Giornata chiave quella di oggi in Europa, la riunione in videoconferenza di tutti i ministri degli Interni dell’Ue servirà a stabilire le prossime mosse e anche gli schieramenti a Bruxelles sulla questione legata a Ceuta. Al vertice infatti parteciperanno anche i Paesi associati a Schengen, il SEAE, Frontex, l’Agenzia europea per l’asilo ed Europol, sotto la presidenza del ministro irlandese della Giustizia, degli Interni e delle Migrazioni, Jim O’Callaghan. Gli Stati membri si confronteranno sul nuovo quadro regolatorio varato dalla Ue a giugno e che proprio a Ceuta ha avuto il suo primo banco di prova. Tuttavia, lo status speciale riservato dal Trattato di Schengen a Ceuta e Melilla, che le colloca fuori dalla zona di libera circolazione, lascia pensare che la discussione sarà soprattutto di approccio politico al tema più generale.

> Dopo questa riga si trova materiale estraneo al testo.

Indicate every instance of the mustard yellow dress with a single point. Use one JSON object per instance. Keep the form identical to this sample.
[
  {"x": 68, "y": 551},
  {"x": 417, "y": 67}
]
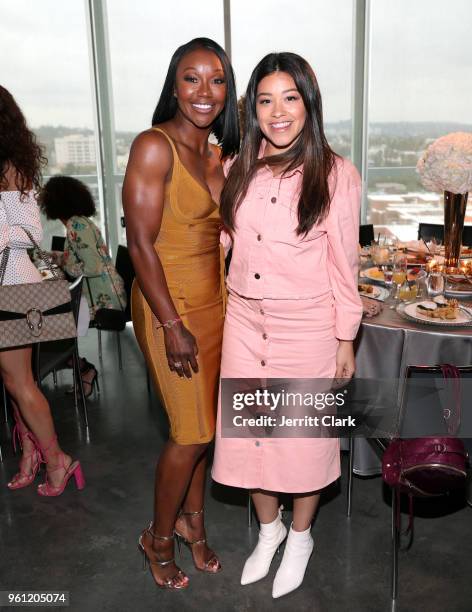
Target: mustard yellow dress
[{"x": 188, "y": 245}]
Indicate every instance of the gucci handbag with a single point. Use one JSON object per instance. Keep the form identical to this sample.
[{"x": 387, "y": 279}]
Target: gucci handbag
[{"x": 34, "y": 312}]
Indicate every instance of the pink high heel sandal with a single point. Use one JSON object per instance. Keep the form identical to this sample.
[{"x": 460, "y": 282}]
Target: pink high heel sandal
[
  {"x": 22, "y": 479},
  {"x": 46, "y": 489}
]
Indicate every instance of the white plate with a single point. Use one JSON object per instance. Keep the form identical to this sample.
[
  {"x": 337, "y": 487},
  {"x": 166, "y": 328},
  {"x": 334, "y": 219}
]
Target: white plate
[
  {"x": 379, "y": 293},
  {"x": 408, "y": 311}
]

Capisco il nervosismo spagnolo per la loro politica fallimentare sui migranti, ma noi abbiamo il dovere di proteggere i confini italiani, che sono fra l’altro anche 7 mila chilometri di confini europei, che riguardano anche altri Stai, e che sono dunque confini di tutta l’Unione”. Lo dice Antonio Tajani, ministro degli Esteri, in un’intervista al “Corriere della Sera”, intervenendo sulle critiche mosse da Madrid all’Italia sulla gestione del fenomeno migratorio. “Noi siamo sempre stati solidali con la Spagna, siamo amici degli spagnoli, ma – aggiunge – la loro politica su questo dossier non è perfetta, e noi i nostri passi li abbiamo fatti dopo un’attenta valutazione del ministero dell’Interno”.

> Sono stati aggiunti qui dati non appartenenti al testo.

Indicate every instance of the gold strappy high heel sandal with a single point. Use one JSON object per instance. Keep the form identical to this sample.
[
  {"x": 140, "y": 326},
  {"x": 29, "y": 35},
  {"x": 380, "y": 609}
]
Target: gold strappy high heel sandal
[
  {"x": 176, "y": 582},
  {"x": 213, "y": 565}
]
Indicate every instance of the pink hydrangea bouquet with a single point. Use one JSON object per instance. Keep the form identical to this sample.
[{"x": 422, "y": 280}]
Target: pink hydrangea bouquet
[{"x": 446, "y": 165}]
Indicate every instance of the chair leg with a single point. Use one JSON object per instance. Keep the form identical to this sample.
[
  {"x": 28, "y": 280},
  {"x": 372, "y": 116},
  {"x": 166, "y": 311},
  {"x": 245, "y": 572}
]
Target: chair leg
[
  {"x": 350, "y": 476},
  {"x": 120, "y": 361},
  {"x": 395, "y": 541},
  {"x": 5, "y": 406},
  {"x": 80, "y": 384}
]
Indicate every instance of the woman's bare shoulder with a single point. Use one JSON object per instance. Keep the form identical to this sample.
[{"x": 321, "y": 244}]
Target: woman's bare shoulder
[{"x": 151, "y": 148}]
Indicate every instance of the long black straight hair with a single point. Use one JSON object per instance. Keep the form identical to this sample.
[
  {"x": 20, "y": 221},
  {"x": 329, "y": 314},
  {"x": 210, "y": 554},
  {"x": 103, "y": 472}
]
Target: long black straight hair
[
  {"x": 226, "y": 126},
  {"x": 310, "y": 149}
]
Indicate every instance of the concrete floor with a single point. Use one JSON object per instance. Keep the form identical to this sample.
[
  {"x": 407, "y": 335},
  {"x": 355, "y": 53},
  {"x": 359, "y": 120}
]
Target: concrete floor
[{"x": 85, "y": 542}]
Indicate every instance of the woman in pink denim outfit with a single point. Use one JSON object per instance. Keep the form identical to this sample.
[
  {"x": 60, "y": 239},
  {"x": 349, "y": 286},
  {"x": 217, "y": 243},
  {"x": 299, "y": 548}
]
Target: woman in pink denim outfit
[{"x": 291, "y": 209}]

Sulla sospensione dell’accordo di Schengen stabilito dall’Italia, il titolare della Farnesina evidenzia che “ognuno fa le sue valutazioni, noi l’abbiamo basata su elementi oggettivi, analizzati in comitati istituzionali competenti. E che fine faranno i 5mila migranti sub-saharinai a Ceuta, che non potranno essere rimandati in Marocco? Dove andranno?”. “Quello che è successo a Ceuta non è qualcosa di marginale, è un rischio per tutta l’Unione, ed è nostro diritto chiedere misure aggiuntive, chiarimenti e misure preventive perché – conclude – questi fatti non si ripetano e non compromettano il tessuto sociale di altri memrbi della Ue”.

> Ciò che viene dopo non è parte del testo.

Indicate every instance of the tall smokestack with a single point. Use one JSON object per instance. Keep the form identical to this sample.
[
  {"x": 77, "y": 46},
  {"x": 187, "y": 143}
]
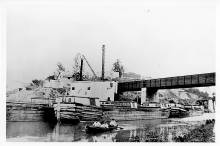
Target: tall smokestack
[
  {"x": 103, "y": 62},
  {"x": 81, "y": 69}
]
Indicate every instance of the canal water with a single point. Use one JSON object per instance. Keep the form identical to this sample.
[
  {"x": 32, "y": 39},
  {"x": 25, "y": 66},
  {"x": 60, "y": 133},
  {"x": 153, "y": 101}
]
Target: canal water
[{"x": 159, "y": 130}]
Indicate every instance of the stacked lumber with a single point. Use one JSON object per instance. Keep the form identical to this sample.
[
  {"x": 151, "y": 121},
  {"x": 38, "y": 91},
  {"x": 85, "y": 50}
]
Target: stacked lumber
[
  {"x": 26, "y": 111},
  {"x": 77, "y": 111}
]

“Quel che è certo, – rincara la dose il ministro degli Interni Matteo Piantedosi a La Verità – è che un atteggiamento più permissivo sul fronte del contrasto migratorio finisce per alimentare l’illusione, in chi non ne ha diritto, di poter restare in Europa“. “E le reti criminali”, ha osservato il ministro, “sfruttano proprio queste suggestioni per costruire una narrazione che altro non è se non uno strumento di propaganda al servizio dei loro traffici”. “L’Europa”, ha avvertito, “deve essere più rigorosa anche nei confronti degli Stati membri che, per scelte politiche o ideologiche, adottano decisioni suscettibili di produrre effetti su tutto il territorio europeo”. “Mi auguro che si faccia chiarezza sulla dinamica di quanto accaduto” a Ceuta, “anche per capire se dietro l’afflusso di massa vi sia stata una regia organizzata”, ha auspicato Piantedosi.